I told one scammer to remove me from his list. I asked if he’s acquainted with a mutual friend of ours named Karma. That’s when he went off-script. I let him know I was confident he could transcend these same skills into something legitimate and reputable. A call he might have regretted making because he apologized and hung up. Perhaps it was the query of whether his mother knows he’s doing this for a living and what would she think?
No corporation has immunity. The CRA, the federal agency of seriousness, has been stooped, posing as though a team of officers is waiting outside your door, as have AmEx, Visa, MasterCard, Chartered Banks and a slew of others claiming to give you money. No one, especially a financial institution of any type, will give you a dime, which has me wondering how unimaginative and dumb these swindlers are with such a lame opening line. This type of popularity I can live without.
Our wireless provider recently added what I believed was an automated female voice calling pretending to be a representative and then transferring me to a woman going batshit crazy screaming.

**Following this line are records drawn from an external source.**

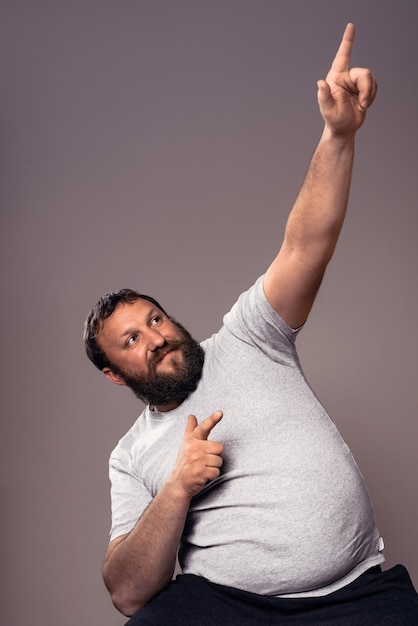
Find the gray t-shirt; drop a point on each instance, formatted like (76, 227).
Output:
(289, 514)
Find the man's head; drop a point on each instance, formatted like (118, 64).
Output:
(133, 341)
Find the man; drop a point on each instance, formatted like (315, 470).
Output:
(262, 498)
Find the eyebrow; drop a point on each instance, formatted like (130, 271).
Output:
(132, 330)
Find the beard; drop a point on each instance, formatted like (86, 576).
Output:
(162, 388)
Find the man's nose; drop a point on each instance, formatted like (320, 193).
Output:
(154, 339)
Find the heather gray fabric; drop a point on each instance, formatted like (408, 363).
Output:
(290, 513)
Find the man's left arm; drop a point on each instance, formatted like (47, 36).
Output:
(314, 224)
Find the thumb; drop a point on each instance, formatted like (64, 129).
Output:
(325, 99)
(191, 425)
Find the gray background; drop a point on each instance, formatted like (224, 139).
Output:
(159, 145)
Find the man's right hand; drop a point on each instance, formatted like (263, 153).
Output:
(198, 460)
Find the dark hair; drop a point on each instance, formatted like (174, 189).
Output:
(101, 311)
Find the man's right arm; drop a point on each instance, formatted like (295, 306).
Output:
(140, 564)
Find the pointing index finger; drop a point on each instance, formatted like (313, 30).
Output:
(202, 431)
(341, 62)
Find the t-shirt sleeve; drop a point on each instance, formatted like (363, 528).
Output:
(129, 496)
(253, 320)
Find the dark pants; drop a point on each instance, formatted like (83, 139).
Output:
(375, 599)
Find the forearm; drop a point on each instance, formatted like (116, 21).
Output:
(317, 216)
(142, 563)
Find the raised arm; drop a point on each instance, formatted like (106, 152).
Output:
(140, 564)
(293, 279)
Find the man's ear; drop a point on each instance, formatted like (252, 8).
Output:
(113, 377)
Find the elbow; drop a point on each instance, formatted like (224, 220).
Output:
(125, 604)
(122, 596)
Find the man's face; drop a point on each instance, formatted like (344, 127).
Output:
(150, 353)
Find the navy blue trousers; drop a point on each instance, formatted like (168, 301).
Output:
(375, 599)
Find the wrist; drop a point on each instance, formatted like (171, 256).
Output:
(339, 140)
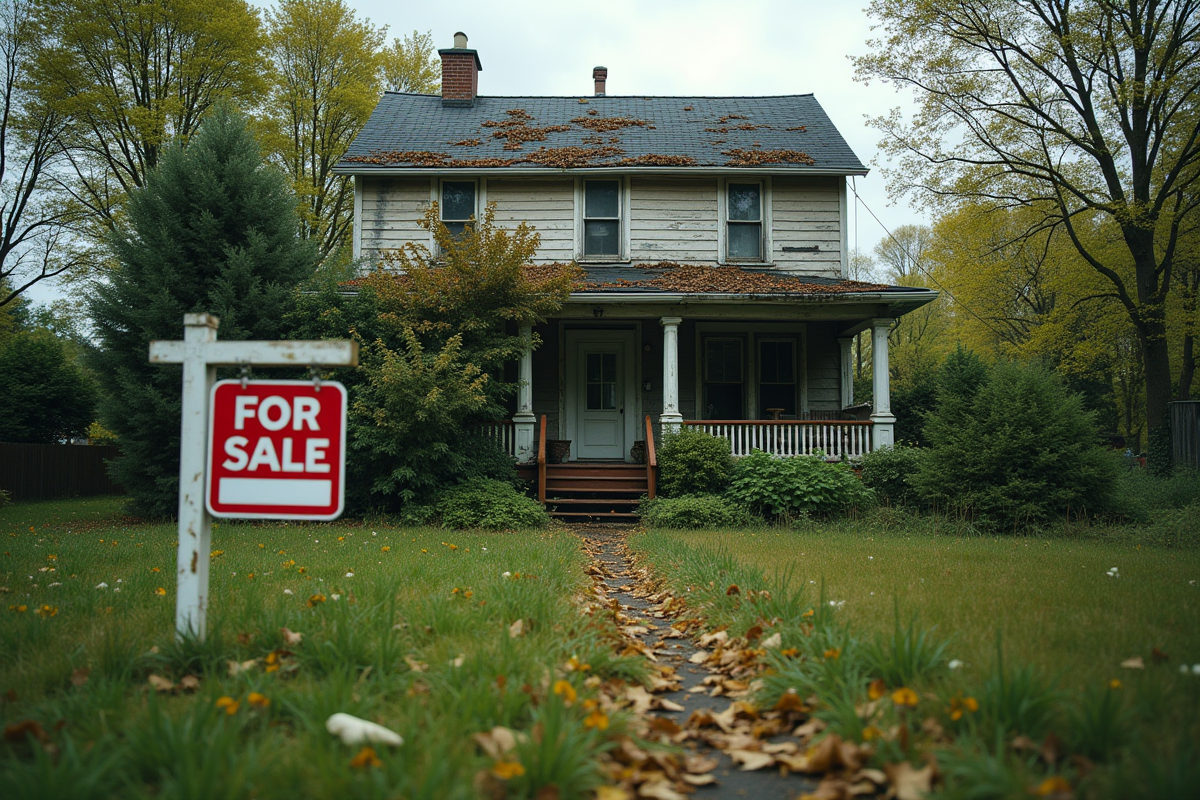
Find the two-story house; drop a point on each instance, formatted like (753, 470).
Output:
(714, 241)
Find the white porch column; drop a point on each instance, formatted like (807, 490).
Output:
(883, 428)
(523, 420)
(671, 419)
(847, 371)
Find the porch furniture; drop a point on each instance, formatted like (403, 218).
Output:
(833, 438)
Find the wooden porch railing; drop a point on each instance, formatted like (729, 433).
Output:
(652, 459)
(541, 461)
(834, 438)
(502, 432)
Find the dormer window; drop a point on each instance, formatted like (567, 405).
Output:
(601, 218)
(744, 222)
(457, 205)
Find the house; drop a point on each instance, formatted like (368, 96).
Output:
(714, 241)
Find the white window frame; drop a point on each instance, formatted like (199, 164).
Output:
(622, 221)
(765, 220)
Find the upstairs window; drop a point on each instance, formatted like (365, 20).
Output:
(744, 222)
(601, 218)
(457, 205)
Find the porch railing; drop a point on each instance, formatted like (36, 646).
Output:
(834, 438)
(502, 432)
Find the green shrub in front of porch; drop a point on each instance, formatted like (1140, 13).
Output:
(781, 488)
(693, 462)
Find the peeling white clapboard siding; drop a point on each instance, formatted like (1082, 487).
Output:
(391, 210)
(549, 205)
(807, 212)
(673, 220)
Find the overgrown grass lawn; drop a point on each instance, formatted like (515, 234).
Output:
(408, 627)
(1050, 600)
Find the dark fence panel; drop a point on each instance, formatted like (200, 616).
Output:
(1186, 433)
(51, 471)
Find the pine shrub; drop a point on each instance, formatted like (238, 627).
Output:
(1014, 450)
(693, 462)
(796, 486)
(214, 230)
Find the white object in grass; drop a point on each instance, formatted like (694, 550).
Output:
(354, 731)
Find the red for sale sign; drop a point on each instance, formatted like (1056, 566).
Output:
(276, 450)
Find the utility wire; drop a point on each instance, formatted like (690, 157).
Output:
(917, 263)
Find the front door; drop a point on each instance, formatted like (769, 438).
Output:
(600, 395)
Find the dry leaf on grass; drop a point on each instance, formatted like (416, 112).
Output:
(161, 684)
(909, 783)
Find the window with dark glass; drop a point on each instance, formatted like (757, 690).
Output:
(457, 205)
(723, 379)
(601, 379)
(777, 377)
(744, 222)
(601, 218)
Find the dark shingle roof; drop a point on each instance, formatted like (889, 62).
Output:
(789, 133)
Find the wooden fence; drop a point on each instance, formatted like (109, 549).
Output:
(52, 471)
(1186, 433)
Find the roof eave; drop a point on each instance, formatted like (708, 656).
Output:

I recognized her because her sister called me earlier that day, doing the same thing. First, she’s civil, so you’ll hang on believing it’s legit, and besides, you’re lead to believe it’s your cell phone provider calling only to connect to her evil twin, who takes the call from there and spews the same script her altered ego presented earlier that day.
I can only hope that one day I will be able to access an app that will waste their time as the intention behind a robocall is to profit. The longer these scammers remain online without realizing their purpose, the less money they make.
It would be delicious to have an app of a middle-aged woman coughing, telling the scammer to hang on as she continues to cough, blaming it on a nut or allergy, whatever just stringing them along, coughing the entire time on a loop. There are apps that you can pay for that will turn the tables on the callers. But why should you? The least expensive way is not to pick up.
Until such an app is created, I am held hostage by nothing more than a glorified party line run by criminals.